Facebook Avustralya temsilcisi “6.6 milyon Avustralyalı’nın dataları bizde var. Günlük ve anlık modlarını öngörebiliriz. Stresli olduklarını, yorgun, endişeli, kalitesiz korku­larını, bütün kişisel duyguları, bu konuda onları harekete geçirebiliriz. Bunları hisset­tiği zaman ona özgüven veririz.

Confidence boost

Korkuları, paranoyaları tetikleriz, hedeflemeyle onları sistemimize getiririz. Grupla­ra dâhil ederiz. Ne tür şeyler okumaları gerektiği, kimlerle vakit geçirmeleri gerektiği, kime oy vermeleri gerektiği.

100 Facebook arkadaşı olan hiç kimse güvende değil. Facebook’ta bir public bir de gölge operasyonlar var. Karşımızda kollektif bir şey var o yüzden kolektif bir kavga gerekir. Teknolojiyi ihtiyacımıza cevap verecek kadar kullanalım ama bizi ele geçirecek kadar değil. Faustian Bargain: Bilgi karşısında ruhumuzu şeytana sattık.
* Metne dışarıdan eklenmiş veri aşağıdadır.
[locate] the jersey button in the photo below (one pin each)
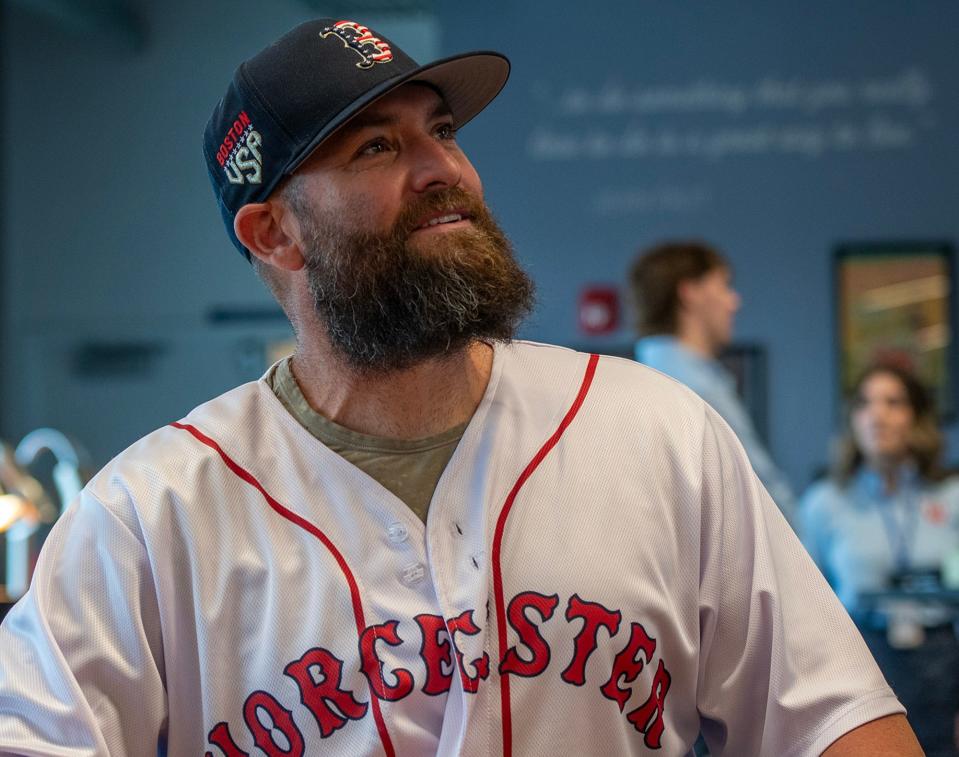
(413, 574)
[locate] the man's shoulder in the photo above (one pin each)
(624, 382)
(170, 451)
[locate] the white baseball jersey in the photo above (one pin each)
(600, 574)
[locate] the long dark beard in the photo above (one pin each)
(388, 303)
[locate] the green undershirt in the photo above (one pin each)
(410, 468)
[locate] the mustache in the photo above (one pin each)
(439, 201)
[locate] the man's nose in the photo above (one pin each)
(434, 166)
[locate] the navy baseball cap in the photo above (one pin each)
(287, 99)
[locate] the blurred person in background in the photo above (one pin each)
(885, 519)
(686, 304)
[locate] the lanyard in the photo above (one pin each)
(900, 535)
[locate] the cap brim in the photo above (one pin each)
(468, 83)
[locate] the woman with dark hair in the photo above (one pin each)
(888, 515)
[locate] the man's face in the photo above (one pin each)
(713, 302)
(404, 260)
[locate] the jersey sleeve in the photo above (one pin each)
(783, 670)
(81, 653)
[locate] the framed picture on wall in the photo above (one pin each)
(896, 304)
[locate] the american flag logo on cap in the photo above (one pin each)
(361, 40)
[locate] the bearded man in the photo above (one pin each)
(418, 536)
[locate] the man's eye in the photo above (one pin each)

Bilgi karşısında her şeyi feda etmeye istekliyiz. Ne olacak?

21. yüzyıl insanı şu seçim arasında kalmamalı: Analog dünya ya da kendi seçimi ile özel hayatı parçalanmış tercihleri elinden alınmış. Bu market kapitalizmine karşı çıktığı­mızda check ve balans demokrasiyi de koruruz. Gelecek kuşakları koruruz.
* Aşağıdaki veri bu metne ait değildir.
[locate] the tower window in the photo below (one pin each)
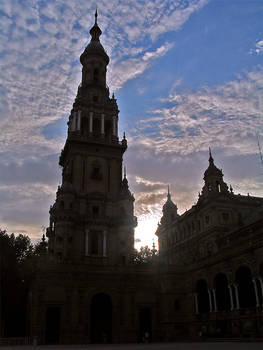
(177, 305)
(94, 243)
(95, 74)
(96, 171)
(225, 216)
(95, 211)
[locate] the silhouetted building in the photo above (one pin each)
(218, 243)
(87, 288)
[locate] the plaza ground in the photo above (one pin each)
(159, 346)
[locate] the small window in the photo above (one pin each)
(177, 305)
(94, 244)
(96, 172)
(95, 211)
(95, 74)
(225, 217)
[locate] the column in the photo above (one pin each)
(261, 285)
(90, 121)
(256, 292)
(196, 304)
(79, 119)
(86, 242)
(231, 297)
(104, 243)
(114, 125)
(102, 123)
(236, 293)
(214, 295)
(210, 301)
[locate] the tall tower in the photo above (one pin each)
(92, 220)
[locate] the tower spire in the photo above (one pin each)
(211, 160)
(96, 15)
GDPR general data protection. Görünmez operasyonları denetlenmeli. Son 20 yılda daha önce olmayan bir şey yaptılar, o yüzden hukuk karşı değildi. Tıpkı çocuk işçi ça­lıştıran şirketler gibi. Onları durdurmayı hiç denemedik. Gözetim kapitalizmi 20 yaşın­da? Demokrasinin birkaç yüzyılı var. Ama Doctorow’un yazdığı gibi bu verilerin yanlış kullanımı bizi totaliterliğe doğru götürecek. Bu bir tür şirketokrasiyi (yani şirketlerin yönettiği politik model) çağrıştırabilir. Turow der ki: “Şirket gücünün merkezileşmesi dijital çağın kalbinin tam ortasındaki gerçekliktir.”

Kaynaklar:

Shoshana Zuboff Gözetim Kapitalizmi Bilal Eren Medium.